8- Hématome sous-dural chronique :

– Il s’agit d’un épanchement de sang lysé collecté entre le cortex et la dure mère. il survient très souvent chez les personnes âgée ou alcooliques (atrophie cérébrale) ou est favorisé par un traitement anticoagulant.

– La symptomatologie clinique apparaît plusieurs semaines après un traumatisme bénin sous la forme d’un syndrome d’hypertension intracrânienne progressif avec céphalées, ralentissement psychiques, syndrome confusionnel ou démentiel, hémiparésie progressive.

– En l’absence de traitement, l’évolution se fait vers l’engagement temporal et le décès.

– Le scanner objective une collection hypodense extraparenchymateuse juxta-osseuse associé à un effet de masse sur le cerveau. L’hématome est parfois bilatéral (avec absence d’effet de masse). Il peut être aussi isodense et ne se remarque que par l’effet de masse.

– Le traitement est neurochirurgical dès lors que les signes cliniques sont présents ou qu’il existe un effet de masse au scanner. Il consiste à une évacuation de l’hématome par un simple trou de trépan généralement sous anesthésie locale.

9- Les lésions du cuir chevelu :

Elles sont le plus souvent sans gravité lorsqu’elles sont isolées. Elles doivent cependant être parées et suturées rapidement. En effet, le cuir chevelu contient de nombreux vaisseaux sanguins qui peuvent être à l’origine d’une hémorragie abondante en particulier chez l’enfant.

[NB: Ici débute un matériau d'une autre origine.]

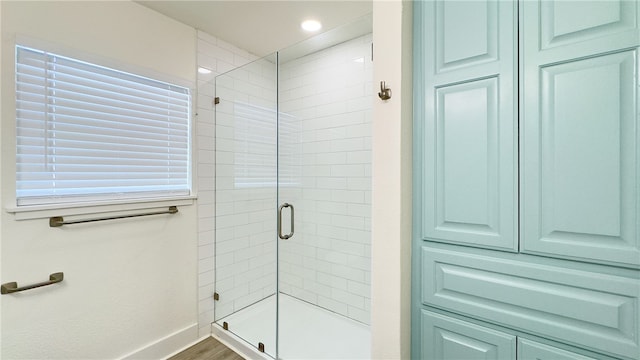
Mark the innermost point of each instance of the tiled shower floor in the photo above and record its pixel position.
(306, 331)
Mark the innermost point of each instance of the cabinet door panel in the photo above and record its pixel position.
(469, 130)
(580, 137)
(447, 338)
(531, 350)
(586, 308)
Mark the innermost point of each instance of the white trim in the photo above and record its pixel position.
(164, 347)
(45, 211)
(236, 344)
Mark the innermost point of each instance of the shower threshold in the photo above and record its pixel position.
(306, 331)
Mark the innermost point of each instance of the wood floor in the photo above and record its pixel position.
(207, 349)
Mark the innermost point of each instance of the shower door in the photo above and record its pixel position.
(246, 201)
(293, 199)
(325, 98)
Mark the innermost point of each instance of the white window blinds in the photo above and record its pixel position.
(89, 133)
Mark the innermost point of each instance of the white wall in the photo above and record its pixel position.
(326, 105)
(130, 285)
(392, 148)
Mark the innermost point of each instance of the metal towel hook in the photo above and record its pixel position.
(385, 92)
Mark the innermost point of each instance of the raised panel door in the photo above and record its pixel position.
(446, 338)
(532, 350)
(470, 124)
(580, 139)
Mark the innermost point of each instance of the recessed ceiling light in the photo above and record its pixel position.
(311, 25)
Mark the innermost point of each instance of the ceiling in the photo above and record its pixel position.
(264, 26)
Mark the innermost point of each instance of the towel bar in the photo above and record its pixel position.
(58, 221)
(11, 287)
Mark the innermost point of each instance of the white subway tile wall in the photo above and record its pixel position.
(326, 101)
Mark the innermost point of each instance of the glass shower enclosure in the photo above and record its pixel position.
(293, 199)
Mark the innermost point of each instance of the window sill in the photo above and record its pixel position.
(47, 211)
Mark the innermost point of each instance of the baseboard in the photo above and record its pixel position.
(236, 344)
(167, 346)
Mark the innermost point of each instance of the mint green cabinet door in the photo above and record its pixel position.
(469, 123)
(580, 146)
(531, 350)
(447, 338)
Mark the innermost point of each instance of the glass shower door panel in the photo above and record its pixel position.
(324, 171)
(246, 198)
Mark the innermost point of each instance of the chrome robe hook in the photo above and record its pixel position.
(385, 92)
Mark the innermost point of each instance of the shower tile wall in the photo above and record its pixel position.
(325, 157)
(219, 57)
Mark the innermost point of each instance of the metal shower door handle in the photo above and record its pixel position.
(289, 235)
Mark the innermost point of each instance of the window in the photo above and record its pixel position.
(89, 133)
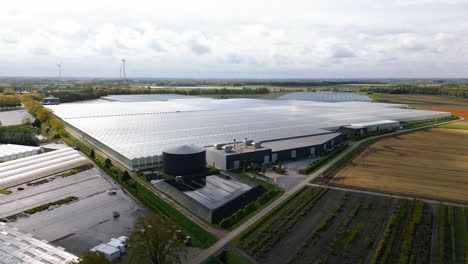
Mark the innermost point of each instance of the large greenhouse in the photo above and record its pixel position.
(135, 132)
(31, 168)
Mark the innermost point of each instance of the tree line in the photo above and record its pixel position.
(9, 101)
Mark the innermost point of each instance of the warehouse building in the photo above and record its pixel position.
(12, 151)
(32, 168)
(236, 156)
(19, 247)
(369, 127)
(135, 132)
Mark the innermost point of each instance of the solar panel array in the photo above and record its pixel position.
(326, 97)
(144, 129)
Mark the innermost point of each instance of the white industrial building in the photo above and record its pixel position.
(12, 151)
(31, 168)
(135, 132)
(19, 247)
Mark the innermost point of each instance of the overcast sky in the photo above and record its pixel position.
(235, 38)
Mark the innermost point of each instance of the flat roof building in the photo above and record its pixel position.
(19, 247)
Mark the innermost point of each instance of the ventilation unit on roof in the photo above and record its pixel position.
(219, 146)
(228, 149)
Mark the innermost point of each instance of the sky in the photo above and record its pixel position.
(235, 39)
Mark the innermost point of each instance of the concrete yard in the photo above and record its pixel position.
(80, 225)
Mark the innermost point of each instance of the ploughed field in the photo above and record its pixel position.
(430, 164)
(320, 225)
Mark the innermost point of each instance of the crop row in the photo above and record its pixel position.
(272, 229)
(411, 219)
(322, 226)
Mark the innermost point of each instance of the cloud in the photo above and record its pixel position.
(342, 52)
(289, 40)
(198, 48)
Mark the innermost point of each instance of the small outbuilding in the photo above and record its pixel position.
(51, 101)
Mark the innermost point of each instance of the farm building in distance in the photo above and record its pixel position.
(50, 101)
(135, 129)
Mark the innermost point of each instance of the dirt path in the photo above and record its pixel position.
(435, 233)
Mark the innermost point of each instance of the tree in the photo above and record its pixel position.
(153, 241)
(92, 258)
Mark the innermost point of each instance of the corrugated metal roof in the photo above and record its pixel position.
(144, 129)
(19, 247)
(293, 143)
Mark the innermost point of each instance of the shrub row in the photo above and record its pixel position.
(46, 206)
(275, 226)
(228, 222)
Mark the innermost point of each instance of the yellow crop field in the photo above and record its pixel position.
(430, 164)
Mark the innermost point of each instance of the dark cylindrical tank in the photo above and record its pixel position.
(184, 160)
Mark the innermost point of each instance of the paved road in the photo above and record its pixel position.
(225, 240)
(385, 195)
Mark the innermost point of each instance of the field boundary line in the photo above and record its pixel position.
(387, 195)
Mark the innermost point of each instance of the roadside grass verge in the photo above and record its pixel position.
(200, 237)
(428, 123)
(226, 257)
(454, 126)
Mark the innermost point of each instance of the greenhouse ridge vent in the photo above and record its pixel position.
(135, 130)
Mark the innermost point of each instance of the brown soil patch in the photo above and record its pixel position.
(460, 113)
(431, 164)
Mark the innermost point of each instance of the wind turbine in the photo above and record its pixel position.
(123, 69)
(59, 65)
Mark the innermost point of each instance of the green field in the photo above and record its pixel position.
(453, 235)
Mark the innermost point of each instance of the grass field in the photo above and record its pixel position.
(424, 101)
(429, 164)
(321, 226)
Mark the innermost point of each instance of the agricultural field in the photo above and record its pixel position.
(430, 164)
(452, 235)
(455, 105)
(321, 225)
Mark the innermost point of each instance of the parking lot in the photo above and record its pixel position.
(80, 225)
(14, 117)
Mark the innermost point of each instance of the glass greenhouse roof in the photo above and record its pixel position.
(145, 129)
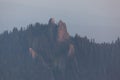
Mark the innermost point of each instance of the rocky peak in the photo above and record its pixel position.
(51, 21)
(62, 31)
(71, 50)
(32, 53)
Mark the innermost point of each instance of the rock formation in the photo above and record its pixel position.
(62, 32)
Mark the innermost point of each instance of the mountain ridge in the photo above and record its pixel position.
(48, 52)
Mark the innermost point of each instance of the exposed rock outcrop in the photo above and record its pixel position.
(62, 32)
(71, 50)
(51, 21)
(32, 52)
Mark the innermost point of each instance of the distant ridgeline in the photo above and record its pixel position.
(48, 52)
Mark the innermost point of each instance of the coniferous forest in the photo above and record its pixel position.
(48, 52)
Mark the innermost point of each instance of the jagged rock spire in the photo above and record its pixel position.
(51, 21)
(62, 31)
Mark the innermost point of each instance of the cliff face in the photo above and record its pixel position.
(48, 52)
(62, 32)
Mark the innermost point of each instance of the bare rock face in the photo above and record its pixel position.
(62, 32)
(32, 52)
(71, 50)
(51, 21)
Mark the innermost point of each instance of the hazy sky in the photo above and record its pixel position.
(99, 19)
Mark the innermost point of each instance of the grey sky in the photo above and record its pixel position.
(99, 19)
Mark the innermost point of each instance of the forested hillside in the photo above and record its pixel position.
(48, 52)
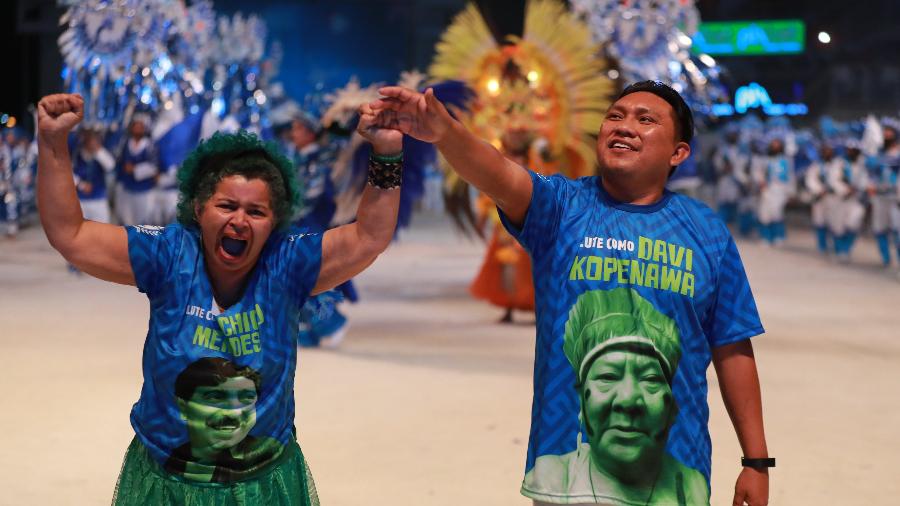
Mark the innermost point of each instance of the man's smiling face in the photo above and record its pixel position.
(639, 138)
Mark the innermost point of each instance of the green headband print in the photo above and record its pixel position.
(603, 320)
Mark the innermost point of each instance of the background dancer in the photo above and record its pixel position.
(848, 179)
(226, 285)
(817, 180)
(136, 174)
(774, 176)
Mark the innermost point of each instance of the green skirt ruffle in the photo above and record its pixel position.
(143, 481)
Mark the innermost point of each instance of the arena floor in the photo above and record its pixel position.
(427, 401)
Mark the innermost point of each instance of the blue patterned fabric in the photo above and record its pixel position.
(187, 327)
(676, 254)
(92, 172)
(146, 154)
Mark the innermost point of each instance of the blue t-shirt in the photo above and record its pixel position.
(217, 402)
(630, 301)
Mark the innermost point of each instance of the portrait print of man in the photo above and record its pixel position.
(217, 401)
(624, 353)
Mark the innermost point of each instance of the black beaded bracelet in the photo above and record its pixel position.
(758, 463)
(385, 172)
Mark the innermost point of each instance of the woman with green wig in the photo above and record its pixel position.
(214, 424)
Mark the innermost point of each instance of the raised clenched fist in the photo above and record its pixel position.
(58, 114)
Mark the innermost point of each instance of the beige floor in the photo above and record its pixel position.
(427, 401)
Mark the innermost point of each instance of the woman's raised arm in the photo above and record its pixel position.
(99, 249)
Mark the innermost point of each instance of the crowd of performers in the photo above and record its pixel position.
(845, 180)
(127, 182)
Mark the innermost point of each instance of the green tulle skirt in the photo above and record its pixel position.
(143, 481)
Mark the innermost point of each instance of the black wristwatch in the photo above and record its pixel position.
(758, 463)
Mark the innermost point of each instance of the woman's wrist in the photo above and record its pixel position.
(387, 149)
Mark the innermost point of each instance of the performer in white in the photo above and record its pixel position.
(883, 192)
(817, 182)
(136, 175)
(730, 163)
(848, 180)
(90, 165)
(775, 177)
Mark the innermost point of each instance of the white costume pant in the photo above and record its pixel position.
(881, 213)
(135, 208)
(727, 190)
(95, 210)
(823, 208)
(771, 203)
(846, 216)
(166, 204)
(895, 217)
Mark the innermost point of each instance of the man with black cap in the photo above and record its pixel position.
(668, 254)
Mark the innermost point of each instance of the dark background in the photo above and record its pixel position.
(327, 42)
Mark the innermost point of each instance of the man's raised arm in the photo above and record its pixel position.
(423, 117)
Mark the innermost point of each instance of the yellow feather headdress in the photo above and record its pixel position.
(551, 81)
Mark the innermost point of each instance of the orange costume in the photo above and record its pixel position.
(539, 98)
(505, 276)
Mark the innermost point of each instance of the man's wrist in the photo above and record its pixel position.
(452, 130)
(762, 463)
(390, 149)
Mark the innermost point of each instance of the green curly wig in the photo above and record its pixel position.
(620, 318)
(241, 154)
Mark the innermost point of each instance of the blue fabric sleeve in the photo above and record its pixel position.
(733, 316)
(539, 231)
(151, 251)
(299, 261)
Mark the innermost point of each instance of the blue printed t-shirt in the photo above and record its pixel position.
(630, 301)
(217, 403)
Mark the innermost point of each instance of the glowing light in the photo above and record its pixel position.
(260, 97)
(493, 86)
(218, 106)
(708, 60)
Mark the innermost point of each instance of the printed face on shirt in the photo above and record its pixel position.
(219, 417)
(638, 138)
(628, 409)
(235, 223)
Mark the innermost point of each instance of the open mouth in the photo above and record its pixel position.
(225, 424)
(627, 431)
(234, 247)
(621, 146)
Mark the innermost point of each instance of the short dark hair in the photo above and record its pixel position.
(211, 372)
(683, 114)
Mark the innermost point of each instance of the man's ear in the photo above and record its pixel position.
(682, 151)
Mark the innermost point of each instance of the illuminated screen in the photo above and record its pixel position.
(738, 38)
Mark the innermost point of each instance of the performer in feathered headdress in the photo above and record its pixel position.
(538, 98)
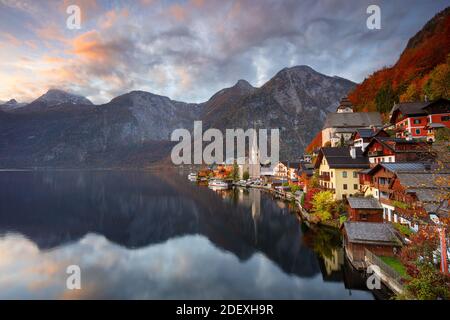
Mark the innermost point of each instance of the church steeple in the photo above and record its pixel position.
(345, 106)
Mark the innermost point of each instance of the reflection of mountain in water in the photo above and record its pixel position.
(136, 209)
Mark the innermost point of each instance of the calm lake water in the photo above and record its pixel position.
(139, 235)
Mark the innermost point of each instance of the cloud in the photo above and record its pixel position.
(190, 49)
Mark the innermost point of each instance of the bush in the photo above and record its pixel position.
(323, 205)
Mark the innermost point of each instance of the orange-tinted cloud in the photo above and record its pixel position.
(10, 39)
(178, 12)
(112, 17)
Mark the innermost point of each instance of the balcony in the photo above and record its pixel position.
(406, 210)
(384, 188)
(376, 153)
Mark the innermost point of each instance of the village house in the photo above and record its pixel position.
(378, 238)
(421, 198)
(344, 122)
(387, 149)
(365, 209)
(433, 129)
(412, 118)
(362, 137)
(408, 192)
(338, 170)
(305, 174)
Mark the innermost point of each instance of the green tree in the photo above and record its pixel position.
(322, 205)
(411, 94)
(443, 135)
(428, 284)
(342, 141)
(315, 180)
(385, 98)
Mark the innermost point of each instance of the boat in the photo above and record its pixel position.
(218, 184)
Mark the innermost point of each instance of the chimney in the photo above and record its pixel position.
(353, 152)
(408, 137)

10- La commotion cérébrale :

Cliniquement elle se traduit par une perte de connaissance immédiate mais transitoire de durée variable, proportionnelle à l’importance de l’accélération subie, probablement par une sidération transitoire du système réticulé activateur du tronc cérébral.

Les modifications macro et microscopiques cellulaires ou axonales sont classiquement absentes mais on peut observer des modifications biochimiques et ultrastructurales (ruptures localisées de la barrière hémato-encéphalique, déplétion de l’ATP mitochondrial).

11- Annexe :

* Les contusions et hémorragies cérébrales :

Il peut s’agir de micro-foyers d’hémorragies intra-parenchymateuses, pétéchiales. Ces ruptures vasculaires localisées sont responsables d’une altération de la barrière hémato-encéphalique à l’origine d’un oedème focal favorisé également par la perte de l’autorégulation des vaisseaux anatomiquement sains.

A un degré de plus on observe des contusions cérébrales, le foyer de contusion cérébrale est plus étendu en superficie et en profondeur (contusions fronto-basales bilatérales, fronto-temporales ou bipolaires symétriques dans les lésions de coup contre-coup des pôles hémisphériques).

Cette contusion peut évoluer vers la dilacération du tissu nerveux associée à une suffusion hémorragique plus ou moins importante réalisant une attrition cérébrale. L’hématome intracérébral traumatique est rare et le plus souvent observé dans les plaies crânio-cérébrales ou par armes à feu.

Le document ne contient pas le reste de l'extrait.